Winans’ Dampfschiff in See.

[693]

Winans’ neuer Dampfer.

Die Nordamerikaner gelten jetzt für die besten Schiffbauer; namentlich in der Herstellung von Segelschiffen haben sie eine unbestrittene Meisterschaft erlangt; ihre schnellsegelnden Kutter wetteifern beinahe mit den Dampfschiffen und noch immer ist man bemüht, die Schnelligkeit der Fahrt zu steigern. Immer und überall handelt ja dies merkwürdige Volk nach dem alten Spruche:

„Zeit ist Geld!“. Je mehr sie Zeit ersparen und gewinnen, um so mehr glauben sie, und mit Recht, Geld und Geldeswerth zu gewinnen. Daher ihre Hast und ihre Eile in Allem, daher auch ihr Streben, die Zeit so weit als möglich abzukürzen, welche ihre Schiffe zur Fahrt auf den Flüssen und über die Meere brauchen.

Hintere Ansicht von Winans’ Dampfschiff.
(Nach einer Photographie.)

Aus diesem Streben ist neuerdings der Plan zu einem Dampfschiffe hervorgegangen, das die Herren Winans[WS 1] jetzt in Baltimore bauen und beinahe vollendet haben. Ist dieser Plan ein richtiger, erreichen jene unternehmenden Schiffbauer ihren Zweck, so läßt sich erwarten, daß eine vollständige Aenderung im Schiffbau überhaupt eintritt. Ihr Dampfer unterscheidet sich vollständig von allem und jedem bisher bekannten Fahrzeuge; denn er hat keinen Kiel, keine Masten, kein Takelwerk, kein Deck, kein stumpfes Bug, keinen runden oder vierseitigen Stern.
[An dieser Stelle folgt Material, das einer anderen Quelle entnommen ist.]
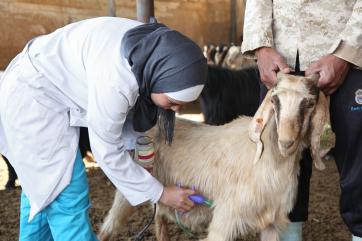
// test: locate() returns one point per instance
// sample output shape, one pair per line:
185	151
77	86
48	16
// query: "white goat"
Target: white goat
250	194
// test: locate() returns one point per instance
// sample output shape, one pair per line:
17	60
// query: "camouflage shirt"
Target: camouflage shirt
314	28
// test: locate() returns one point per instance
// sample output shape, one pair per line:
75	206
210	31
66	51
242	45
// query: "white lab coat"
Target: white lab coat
72	77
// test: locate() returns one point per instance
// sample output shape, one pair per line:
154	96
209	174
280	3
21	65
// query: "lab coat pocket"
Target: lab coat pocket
35	130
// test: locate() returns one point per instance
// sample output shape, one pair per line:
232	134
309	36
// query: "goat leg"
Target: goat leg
116	218
270	233
222	226
161	227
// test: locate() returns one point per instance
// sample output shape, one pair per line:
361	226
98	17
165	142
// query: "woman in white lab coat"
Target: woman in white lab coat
115	76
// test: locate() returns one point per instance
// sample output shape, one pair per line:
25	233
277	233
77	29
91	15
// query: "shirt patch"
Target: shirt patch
358	97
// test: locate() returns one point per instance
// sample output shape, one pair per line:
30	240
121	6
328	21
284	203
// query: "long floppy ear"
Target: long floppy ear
320	117
259	121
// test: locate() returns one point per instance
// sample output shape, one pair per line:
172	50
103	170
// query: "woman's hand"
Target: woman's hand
269	63
177	198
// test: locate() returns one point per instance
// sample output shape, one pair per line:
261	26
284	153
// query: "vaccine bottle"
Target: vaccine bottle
145	152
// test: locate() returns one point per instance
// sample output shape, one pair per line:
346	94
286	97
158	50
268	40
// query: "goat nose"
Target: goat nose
286	144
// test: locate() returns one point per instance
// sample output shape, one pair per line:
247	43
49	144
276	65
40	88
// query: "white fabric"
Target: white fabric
72	77
355	238
186	95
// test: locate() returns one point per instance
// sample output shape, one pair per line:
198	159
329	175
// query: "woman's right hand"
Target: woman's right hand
177	198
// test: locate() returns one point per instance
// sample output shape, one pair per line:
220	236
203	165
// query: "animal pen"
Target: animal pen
324	222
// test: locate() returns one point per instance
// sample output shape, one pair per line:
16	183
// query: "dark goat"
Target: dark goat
228	94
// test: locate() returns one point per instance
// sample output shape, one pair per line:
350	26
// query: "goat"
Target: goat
253	188
228	94
235	60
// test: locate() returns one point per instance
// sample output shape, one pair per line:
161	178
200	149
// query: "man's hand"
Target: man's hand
177	198
332	71
269	63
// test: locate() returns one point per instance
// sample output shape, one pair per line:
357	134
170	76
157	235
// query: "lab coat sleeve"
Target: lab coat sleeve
107	112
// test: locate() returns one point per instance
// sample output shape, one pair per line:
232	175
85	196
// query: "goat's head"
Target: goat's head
300	111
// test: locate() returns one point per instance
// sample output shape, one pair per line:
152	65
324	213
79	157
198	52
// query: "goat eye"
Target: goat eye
307	103
274	99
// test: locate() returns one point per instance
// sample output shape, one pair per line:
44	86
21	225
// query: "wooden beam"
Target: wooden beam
233	20
145	10
112	8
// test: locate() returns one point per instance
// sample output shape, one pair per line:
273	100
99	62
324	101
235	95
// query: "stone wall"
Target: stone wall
205	21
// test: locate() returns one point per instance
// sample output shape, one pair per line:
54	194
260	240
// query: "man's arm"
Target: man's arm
258	40
347	50
349	46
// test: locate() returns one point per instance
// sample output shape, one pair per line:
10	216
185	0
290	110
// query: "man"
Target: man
324	37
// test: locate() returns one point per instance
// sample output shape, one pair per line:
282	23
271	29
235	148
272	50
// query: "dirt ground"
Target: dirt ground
324	222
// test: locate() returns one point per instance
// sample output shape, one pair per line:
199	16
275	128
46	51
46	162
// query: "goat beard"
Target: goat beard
166	124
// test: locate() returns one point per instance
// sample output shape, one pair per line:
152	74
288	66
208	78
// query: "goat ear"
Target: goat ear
314	78
320	117
259	121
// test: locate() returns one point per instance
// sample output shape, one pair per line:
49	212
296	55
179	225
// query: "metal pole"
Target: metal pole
233	9
112	8
145	10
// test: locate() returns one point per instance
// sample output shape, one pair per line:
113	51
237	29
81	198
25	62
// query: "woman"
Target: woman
112	75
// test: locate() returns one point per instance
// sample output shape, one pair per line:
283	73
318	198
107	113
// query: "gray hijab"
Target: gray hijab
162	60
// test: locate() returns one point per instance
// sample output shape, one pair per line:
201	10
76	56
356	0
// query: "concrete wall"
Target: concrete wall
205	21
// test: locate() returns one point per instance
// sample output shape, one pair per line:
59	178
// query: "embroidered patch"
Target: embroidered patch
358	97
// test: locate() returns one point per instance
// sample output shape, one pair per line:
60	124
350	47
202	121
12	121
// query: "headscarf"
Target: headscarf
163	61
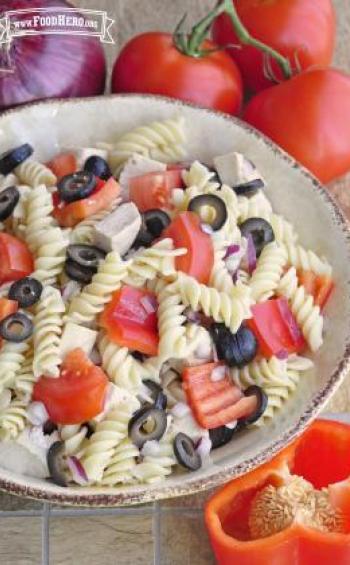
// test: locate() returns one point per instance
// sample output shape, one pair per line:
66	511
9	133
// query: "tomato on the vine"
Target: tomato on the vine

Er gleicht so ziemlich dem Körper eines riesigen Fisches, etwa eines Wallfisches, und noch mehr einer gigantischen Cigarre. Rund um die Mitte dieses cigarrenhaften Dampfers läuft ein Ring mit Schaufeln, die in richtigem Winkel angesetzt sind, um so auf das Wasser zu treffen, daß sie das Fahrzeug vorwärts treiben müssen. Dieser mächtige Ring wird sehr rasch und mit großer Gewalt um das Schiff herumgetrieben durch vier Dampfmaschinen, die in der Mitte stehen. Das Deck oder vielmehr der Raum, welchen man so nennen kann, ist nur ein kleines Segment des oberen rundlichen Theiles, mit einer Gallerie rund herum und Bänken, auf denen die Passagiere Platz nehmen können. An beiden Enden des Fahrzeuges unten befinden sich große spatenförmige Steuerruder. Wir setzen nur hinzu, daß dieser neue Dampfer 180 Fuß lang ist und daß die Erbauer die feste Ueberzeugung haben, mit demselben
binnen vier Tagen
von Amerika nach Europa zu fahren.

Eigenthümlicher Bau von Winans’ Dampfschiff.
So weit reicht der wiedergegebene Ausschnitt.